Upon return, Avison relocated to Florida in the United States. Jennie died on September 15, 1936. Avison outlived her by twenty years, dying at a nursing home in St. Petersburg, Florida on August 28, 1956. Both Avison and his wife were buried in Smiths Falls. In 1943, Avison remarried Agnes Gertrude Pope (nee Rennee), who died on June 2, 1958.

== Legacy ==
Avison is regarded as the founder of westernized medicine in Korea, and his medical mission theory has enabled this modern medicine to be sustained in Korea. While most of the Christian mission hospitals established in the 20th century are now closed, Severance Hospital continues to progress.
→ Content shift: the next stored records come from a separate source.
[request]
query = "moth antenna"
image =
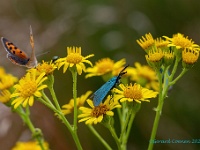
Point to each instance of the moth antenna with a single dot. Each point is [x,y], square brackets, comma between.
[31,38]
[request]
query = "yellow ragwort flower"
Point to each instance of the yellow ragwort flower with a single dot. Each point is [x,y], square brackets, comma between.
[7,81]
[154,55]
[74,58]
[180,42]
[47,67]
[160,43]
[31,145]
[2,72]
[134,93]
[190,56]
[104,66]
[144,75]
[28,87]
[4,96]
[96,114]
[146,41]
[68,108]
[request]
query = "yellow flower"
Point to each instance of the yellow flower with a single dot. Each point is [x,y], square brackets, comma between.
[144,75]
[160,43]
[96,114]
[74,58]
[47,67]
[7,81]
[154,55]
[134,93]
[180,42]
[4,96]
[68,108]
[2,72]
[190,56]
[104,66]
[31,145]
[168,57]
[146,42]
[28,87]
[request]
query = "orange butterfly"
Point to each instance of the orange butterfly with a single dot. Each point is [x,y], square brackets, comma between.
[19,57]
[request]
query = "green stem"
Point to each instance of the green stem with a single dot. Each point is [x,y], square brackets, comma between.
[75,127]
[112,131]
[65,121]
[99,137]
[74,76]
[36,133]
[128,125]
[174,69]
[135,109]
[158,112]
[180,75]
[51,89]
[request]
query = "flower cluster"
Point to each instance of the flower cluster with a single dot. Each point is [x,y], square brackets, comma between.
[125,88]
[164,51]
[6,83]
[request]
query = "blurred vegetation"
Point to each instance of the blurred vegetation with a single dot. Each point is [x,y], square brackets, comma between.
[107,29]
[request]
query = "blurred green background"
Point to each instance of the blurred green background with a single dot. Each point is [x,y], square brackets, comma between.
[107,29]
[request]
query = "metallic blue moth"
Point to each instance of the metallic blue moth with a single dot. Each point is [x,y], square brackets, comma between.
[101,93]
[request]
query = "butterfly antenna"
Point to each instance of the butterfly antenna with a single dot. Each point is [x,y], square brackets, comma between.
[31,38]
[122,71]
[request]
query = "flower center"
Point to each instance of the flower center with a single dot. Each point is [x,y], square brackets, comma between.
[133,92]
[74,58]
[181,41]
[105,65]
[28,89]
[190,56]
[155,56]
[146,41]
[99,110]
[45,67]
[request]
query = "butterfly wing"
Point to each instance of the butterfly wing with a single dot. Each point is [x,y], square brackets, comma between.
[16,60]
[101,93]
[15,55]
[33,60]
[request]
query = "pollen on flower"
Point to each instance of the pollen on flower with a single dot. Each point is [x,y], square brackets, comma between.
[74,55]
[104,65]
[146,41]
[47,67]
[155,56]
[29,86]
[179,41]
[134,92]
[160,43]
[28,89]
[99,110]
[190,56]
[137,94]
[74,58]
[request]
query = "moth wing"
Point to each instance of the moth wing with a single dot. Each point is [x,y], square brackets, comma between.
[101,93]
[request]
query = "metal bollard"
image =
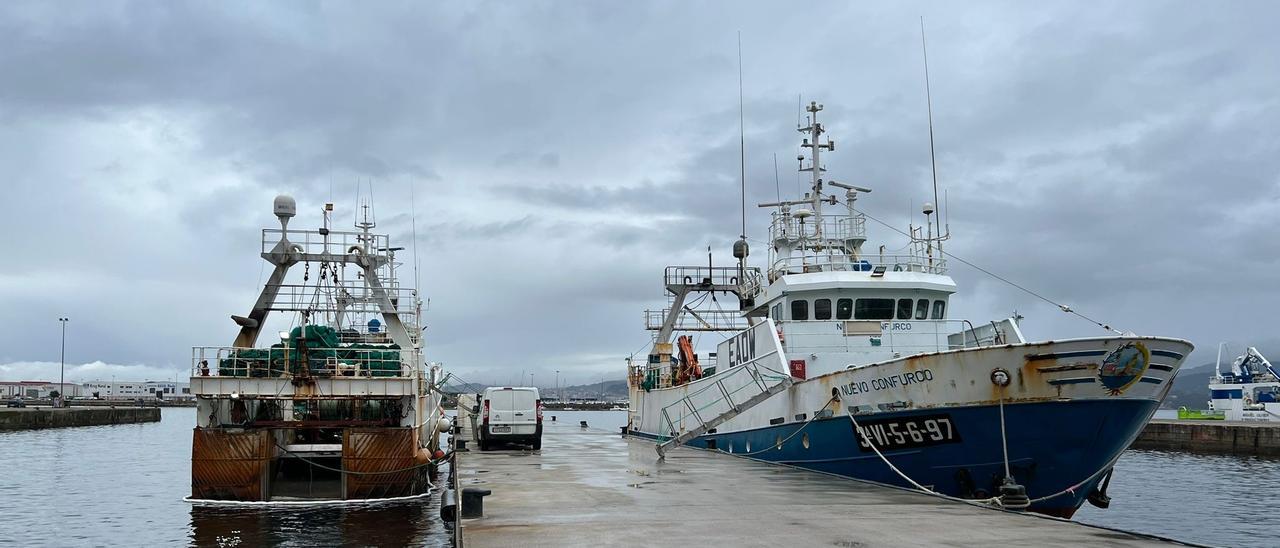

By 2005, the hospital's rapid expansion led to its movement to a new building, and 2014 brought a new cancer center to the hospital. Overall, Severance Hospital has laid the foundation for modern medicine in Korea, and due to Avison's efforts, it has produced many doctors and nurses and an improvement in medical care. Fifty years after the opening of his teaching hospital, Avison's hospital helped Korea transition from being a country that received medical help from missionaries, to being a country that sent out missionaries. Avison's approach towards the local population at the time was notably secular. Avison spread Western medical practices and sciences, ultimately developing members of the indigenous population into well-trained, respected doctors, nurses and clinicians.